Fix: Can't Disable Gemma 4 Thinking Mode

How to disable Gemma 4's thinking mode when <think> tags appear in responses. Covers Ollama, HuggingFace, and llama.cpp solutions.

Symptom

Every response from your Gemma 4 model includes <think> and </think> tags wrapping a chain-of-thought block before the actual answer:

<think>
Let me think about this step by step...
...
</think>
The answer is...

Adding instructions like "do not think" or "respond directly" to the system prompt has no effect. The thinking output keeps appearing.

You are running a thinking model variant — a checkpoint specifically trained to produce chain-of-thought reasoning. In Ollama, this is the *-thinking tag (e.g., gemma4:4b-thinking). In other runtimes, the weights may be labeled with -thinking or -it-thinking in the filename.

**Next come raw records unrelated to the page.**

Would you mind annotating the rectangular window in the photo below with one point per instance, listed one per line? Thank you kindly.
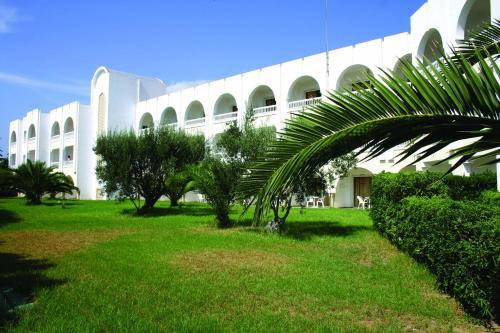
(270, 101)
(313, 94)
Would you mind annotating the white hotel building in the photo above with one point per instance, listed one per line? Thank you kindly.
(64, 137)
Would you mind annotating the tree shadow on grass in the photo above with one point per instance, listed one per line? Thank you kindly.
(170, 211)
(8, 217)
(307, 230)
(25, 276)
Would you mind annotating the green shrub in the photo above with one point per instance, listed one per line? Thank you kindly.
(491, 198)
(470, 188)
(460, 243)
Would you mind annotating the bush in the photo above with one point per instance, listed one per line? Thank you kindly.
(491, 198)
(459, 241)
(470, 188)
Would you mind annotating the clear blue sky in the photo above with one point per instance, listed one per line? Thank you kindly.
(49, 50)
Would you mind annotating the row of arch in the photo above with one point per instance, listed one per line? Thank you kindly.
(305, 87)
(55, 130)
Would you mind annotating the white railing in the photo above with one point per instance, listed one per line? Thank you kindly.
(174, 125)
(264, 109)
(226, 116)
(195, 122)
(303, 103)
(69, 135)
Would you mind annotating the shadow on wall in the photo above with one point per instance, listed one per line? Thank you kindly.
(22, 277)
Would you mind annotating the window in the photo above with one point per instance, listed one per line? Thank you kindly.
(313, 94)
(270, 101)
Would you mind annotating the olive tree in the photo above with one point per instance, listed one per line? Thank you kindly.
(132, 166)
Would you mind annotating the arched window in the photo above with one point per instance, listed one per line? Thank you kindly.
(55, 131)
(303, 92)
(31, 132)
(168, 117)
(69, 126)
(225, 108)
(195, 114)
(146, 121)
(262, 100)
(474, 15)
(101, 114)
(354, 78)
(399, 65)
(431, 46)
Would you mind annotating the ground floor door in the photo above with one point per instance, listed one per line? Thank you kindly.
(362, 188)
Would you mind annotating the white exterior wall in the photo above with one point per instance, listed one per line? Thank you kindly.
(129, 97)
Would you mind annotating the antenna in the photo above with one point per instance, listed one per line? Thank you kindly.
(327, 47)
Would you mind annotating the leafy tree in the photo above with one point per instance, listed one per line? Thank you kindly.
(455, 98)
(219, 175)
(36, 179)
(137, 166)
(178, 184)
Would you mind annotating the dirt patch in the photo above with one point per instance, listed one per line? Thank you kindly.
(42, 244)
(227, 260)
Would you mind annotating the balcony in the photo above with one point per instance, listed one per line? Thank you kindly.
(55, 140)
(226, 116)
(195, 122)
(303, 103)
(265, 110)
(69, 135)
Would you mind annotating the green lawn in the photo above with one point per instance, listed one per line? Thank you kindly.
(92, 267)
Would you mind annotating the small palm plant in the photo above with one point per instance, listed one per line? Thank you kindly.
(427, 107)
(36, 179)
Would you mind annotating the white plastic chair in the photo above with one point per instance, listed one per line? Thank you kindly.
(362, 202)
(310, 200)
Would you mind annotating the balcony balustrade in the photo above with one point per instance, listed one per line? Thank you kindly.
(265, 110)
(195, 122)
(226, 116)
(301, 104)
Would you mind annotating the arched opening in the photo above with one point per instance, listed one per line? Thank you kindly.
(55, 131)
(303, 92)
(225, 108)
(473, 16)
(399, 65)
(431, 46)
(146, 122)
(168, 117)
(262, 100)
(195, 114)
(354, 78)
(31, 132)
(354, 190)
(69, 127)
(101, 114)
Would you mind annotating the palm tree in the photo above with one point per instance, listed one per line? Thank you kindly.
(428, 107)
(35, 179)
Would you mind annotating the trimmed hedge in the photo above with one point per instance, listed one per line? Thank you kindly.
(459, 241)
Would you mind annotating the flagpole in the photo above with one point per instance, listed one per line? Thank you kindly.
(327, 47)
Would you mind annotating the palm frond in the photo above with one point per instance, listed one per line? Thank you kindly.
(438, 105)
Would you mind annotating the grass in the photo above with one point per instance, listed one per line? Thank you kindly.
(92, 266)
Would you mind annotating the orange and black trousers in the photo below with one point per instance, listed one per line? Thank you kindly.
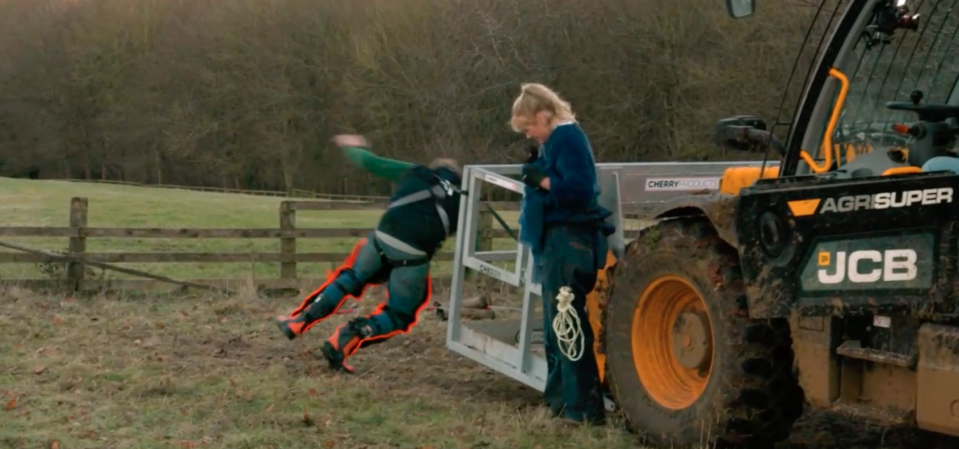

Thinking mode is baked into the model weights at training time. It is not a runtime parameter you can toggle on or off. The model was trained to always produce <think>...</think> blocks, so no system prompt instruction can reliably suppress it.

Fix 1: Switch to the Standard (Non-Thinking) Model

The most reliable fix is to load the correct model variant. With Ollama:

# Instead of:
ollama run gemma4:4b-thinking

# Use:
ollama run gemma4:4b

The standard gemma4:4b model does not produce thinking output. Use the -thinking variants only when you specifically need extended reasoning on complex tasks.

Fix 2: Strip `<think>` Tags from Output in Code

If you need to keep the thinking model (for example, because you want its improved reasoning quality but do not want to display the thinking steps), filter the output in your application:

import re

def strip_thinking(text: str) -> str:
    return re.sub(r'<think>.*?</think>', '', text, flags=re.DOTALL).strip()

# Usage:
raw_response = model.generate(prompt)
clean_response = strip_thinking(raw_response)

This approach lets you benefit from the thinking model's reasoning quality while presenting only the final answer to users.

Fix 3: HuggingFace Generation Config

If you are using Gemma 4 directly via the HuggingFace transformers library, check whether the model's generation config exposes a thinking_mode parameter. If it does:

output = model.generate(
    inputs,
    thinking_mode=False,
    max_new_tokens=512,
)

Note: support for this parameter depends on the specific model version and transformers version. Verify in the model card on Hugging Face whether it is available.

Important: System Prompts Do Not Work

A common attempted workaround is adding a system prompt instruction like:

You are a helpful assistant. Do not show your thinking. Respond directly without <think> tags.

This does not reliably suppress thinking output. The model may follow the instruction occasionally but will revert to generating thinking tokens in most cases. Model variant selection (Fix 1) is the only reliable method to prevent thinking output entirely.